Note: Both local_intelligence AND local_model must be true to enable local mode.

Auto-Start Behavior

The extension automatically starts the MLX server on load when:

  1. Local mode is enabled in settings (local_intelligence and local_model are both true)
  2. A state file exists at ~/.pi/agent/extensions/mlx-settings.json (created by /mlx_init)
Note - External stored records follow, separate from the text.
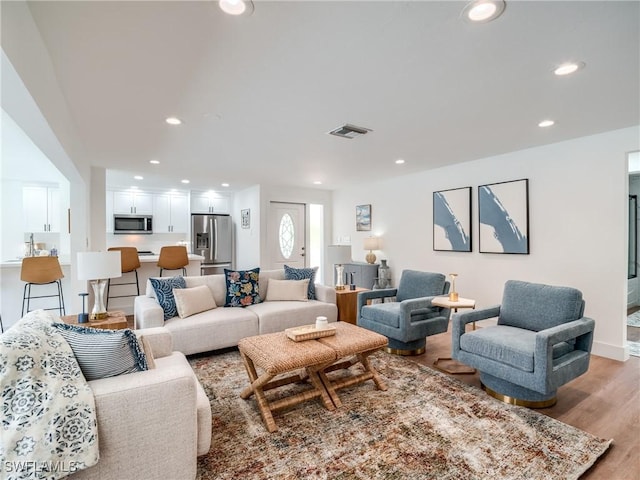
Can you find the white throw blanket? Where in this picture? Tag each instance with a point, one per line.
(48, 420)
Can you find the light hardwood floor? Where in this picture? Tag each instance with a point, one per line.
(604, 402)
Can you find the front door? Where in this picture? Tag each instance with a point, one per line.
(286, 235)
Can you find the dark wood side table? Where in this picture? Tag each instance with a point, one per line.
(115, 320)
(347, 302)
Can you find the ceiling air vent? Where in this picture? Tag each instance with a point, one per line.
(349, 131)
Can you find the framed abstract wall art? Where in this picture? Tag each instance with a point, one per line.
(503, 211)
(363, 218)
(452, 220)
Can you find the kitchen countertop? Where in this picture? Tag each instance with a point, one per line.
(65, 261)
(154, 258)
(17, 262)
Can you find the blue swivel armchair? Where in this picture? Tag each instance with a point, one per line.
(541, 341)
(411, 318)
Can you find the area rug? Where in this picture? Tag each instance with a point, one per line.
(425, 426)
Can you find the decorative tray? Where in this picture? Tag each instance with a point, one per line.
(309, 332)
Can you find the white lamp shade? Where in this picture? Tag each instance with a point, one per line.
(236, 7)
(99, 265)
(372, 243)
(339, 254)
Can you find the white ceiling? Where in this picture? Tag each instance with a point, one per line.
(257, 94)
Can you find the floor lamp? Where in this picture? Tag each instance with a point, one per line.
(97, 268)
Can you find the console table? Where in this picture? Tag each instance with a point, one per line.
(347, 303)
(364, 274)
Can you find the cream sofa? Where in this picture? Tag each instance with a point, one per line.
(223, 327)
(151, 424)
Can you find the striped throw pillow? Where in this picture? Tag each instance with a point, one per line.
(104, 353)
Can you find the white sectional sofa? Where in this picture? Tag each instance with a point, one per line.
(223, 327)
(151, 424)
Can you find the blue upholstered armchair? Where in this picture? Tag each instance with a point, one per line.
(541, 342)
(411, 318)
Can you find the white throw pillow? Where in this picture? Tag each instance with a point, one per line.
(190, 301)
(287, 290)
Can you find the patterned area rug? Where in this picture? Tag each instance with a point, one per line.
(426, 426)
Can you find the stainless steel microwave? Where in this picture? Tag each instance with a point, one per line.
(133, 224)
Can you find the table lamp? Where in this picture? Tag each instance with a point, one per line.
(338, 255)
(97, 268)
(83, 317)
(453, 295)
(371, 244)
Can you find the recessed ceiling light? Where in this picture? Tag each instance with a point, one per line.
(236, 7)
(568, 68)
(482, 11)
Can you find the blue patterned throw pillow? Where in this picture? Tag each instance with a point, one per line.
(104, 353)
(242, 287)
(291, 273)
(164, 293)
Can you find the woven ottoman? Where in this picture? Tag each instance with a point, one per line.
(275, 354)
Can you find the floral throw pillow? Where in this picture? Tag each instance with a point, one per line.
(291, 273)
(242, 287)
(163, 287)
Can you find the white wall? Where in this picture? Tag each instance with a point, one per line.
(578, 225)
(32, 98)
(247, 240)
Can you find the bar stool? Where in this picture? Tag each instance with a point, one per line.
(129, 262)
(173, 258)
(41, 271)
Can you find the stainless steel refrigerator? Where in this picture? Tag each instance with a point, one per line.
(212, 237)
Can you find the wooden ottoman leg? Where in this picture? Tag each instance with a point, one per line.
(363, 357)
(256, 384)
(315, 375)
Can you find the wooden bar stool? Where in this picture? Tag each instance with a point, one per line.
(129, 262)
(41, 271)
(173, 258)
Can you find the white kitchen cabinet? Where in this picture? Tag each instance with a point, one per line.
(206, 202)
(109, 213)
(132, 202)
(41, 209)
(170, 213)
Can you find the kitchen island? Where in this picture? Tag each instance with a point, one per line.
(148, 268)
(12, 288)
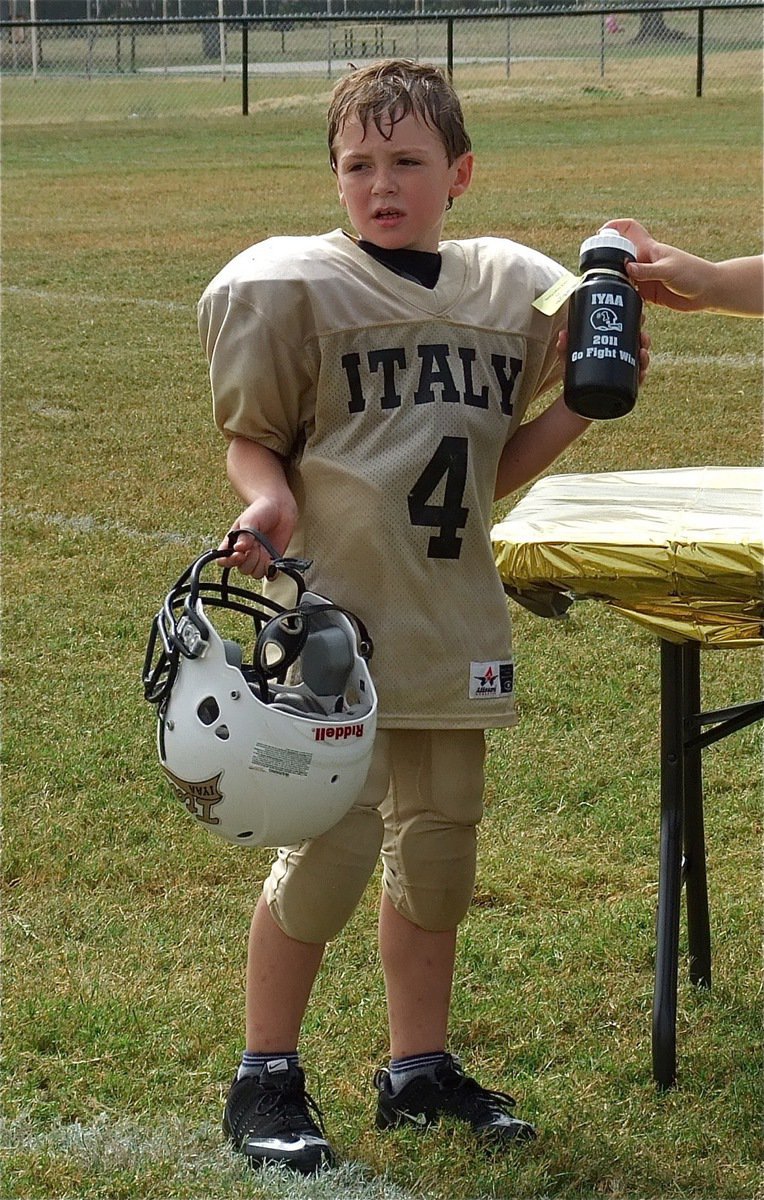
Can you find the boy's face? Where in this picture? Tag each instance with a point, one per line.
(396, 191)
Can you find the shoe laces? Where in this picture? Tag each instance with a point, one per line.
(452, 1078)
(290, 1101)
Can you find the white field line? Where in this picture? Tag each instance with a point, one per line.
(90, 525)
(77, 298)
(109, 1146)
(729, 361)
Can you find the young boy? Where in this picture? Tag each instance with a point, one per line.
(372, 389)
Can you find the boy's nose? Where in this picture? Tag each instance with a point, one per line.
(384, 183)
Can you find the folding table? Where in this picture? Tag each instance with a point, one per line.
(681, 553)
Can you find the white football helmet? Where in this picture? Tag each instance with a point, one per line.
(276, 750)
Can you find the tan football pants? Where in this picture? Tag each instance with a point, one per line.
(420, 807)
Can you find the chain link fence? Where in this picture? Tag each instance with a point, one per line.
(130, 69)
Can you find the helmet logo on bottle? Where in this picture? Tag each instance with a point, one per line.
(605, 321)
(199, 797)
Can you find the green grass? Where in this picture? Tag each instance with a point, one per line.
(125, 929)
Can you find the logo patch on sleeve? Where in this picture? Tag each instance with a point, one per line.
(488, 681)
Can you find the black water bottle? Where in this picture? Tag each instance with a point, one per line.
(603, 322)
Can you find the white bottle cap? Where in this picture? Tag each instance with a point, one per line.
(608, 239)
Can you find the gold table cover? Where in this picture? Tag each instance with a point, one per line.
(680, 551)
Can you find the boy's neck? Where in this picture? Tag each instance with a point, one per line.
(417, 265)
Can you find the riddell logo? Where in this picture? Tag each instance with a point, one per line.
(337, 732)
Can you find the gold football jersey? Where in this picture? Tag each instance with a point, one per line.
(391, 405)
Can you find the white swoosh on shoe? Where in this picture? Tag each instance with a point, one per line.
(284, 1147)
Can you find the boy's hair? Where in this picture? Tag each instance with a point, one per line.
(385, 93)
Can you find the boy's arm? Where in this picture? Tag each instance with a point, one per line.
(535, 445)
(259, 478)
(685, 282)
This means after running /mlx_init once, the server will automatically start on future loads without needing to re-run /mlx_init.

Usage

Initialize MLX Server (First Time)

pi -e ./pi-mlx-provider
/mlx_init

This will:

  1. Install/upgrade mlx-vlm package
  2. Download the MLX model (first time only)
  3. Start the MLX-VLM server
  4. Save state to ~/.pi/agent/extensions/mlx-settings.json
  5. Register the mlx-local provider

Auto-Start on Future Loads

Once initialized, the server will automatically start on future loads when local mode is enabled. No need to run /mlx_init each time.

Check Server Status

/mlx_status

Stop Server

/mlx_stop

This stops the server and removes the state file, preventing auto-start on future loads.

Select Model

In pi's interactive mode:

/model mlx-local

Or use the model selector UI.

Supported Models

Model Type Example Input
Text-only LLM mlx-community/Llama-3.2-3B-Instruct-4bit text
Vision-Language mlx-community/Qwen2-VL-2B-Instruct-4bit text, image
Gemma mlx-community/gemma-4-e2b-it-4bit text

Recommended Models

  • gemma-4-e2b-it-4bit: Good balance of quality and speed (default)
  • Llama-3.2-3B-Instruct-4bit: Fast, good for simple tasks
  • Qwen2-VL-2B-Instruct-4bit: Vision support for image understanding

Troubleshooting

"MLX server is not running"

  • Run /mlx_init to start the server

"Failed to install mlx-vlm"

  • Ensure Python 3.10+ is installed
  • Try: pip3 install --upgrade mlx-vlm

"Model download failed"

  • Check internet connection
  • Ensure sufficient disk space for model files

Port already in use

  • Change mlx_port in settings.json to a different port (e.g., 8081)

Out of memory

  • Use a smaller/quantized model (4bit variants)
  • Close other memory-intensive applications

How It Works

pi agent
    └── pi-mlx-provider extension
            ├── Reads settings from ~/.pi/settings.json
            ├── If local_intelligence + local_model enabled AND state file exists:
            │   ├── Auto-starts mlx-vlm server (or reconnects if already running)
            │   ├── Registers "mlx-local" provider
            │   └── Routes requests to localhost:PORT
            ├── If enabled but no state file:
            │   └── Waits for /mlx_init command
            └── If disabled: uses default cloud provider

State Persistence

The extension maintains state in ~/.pi/agent/extensions/mlx-settings.json:

  • Created by /mlx_init after successful server start
  • Read on extension load to determine if auto-start should occur
  • Removed by /mlx_stop to prevent auto-start on future loads

License

MIT

Contributing

Contributions welcome! Please open an issue or PR on GitHub.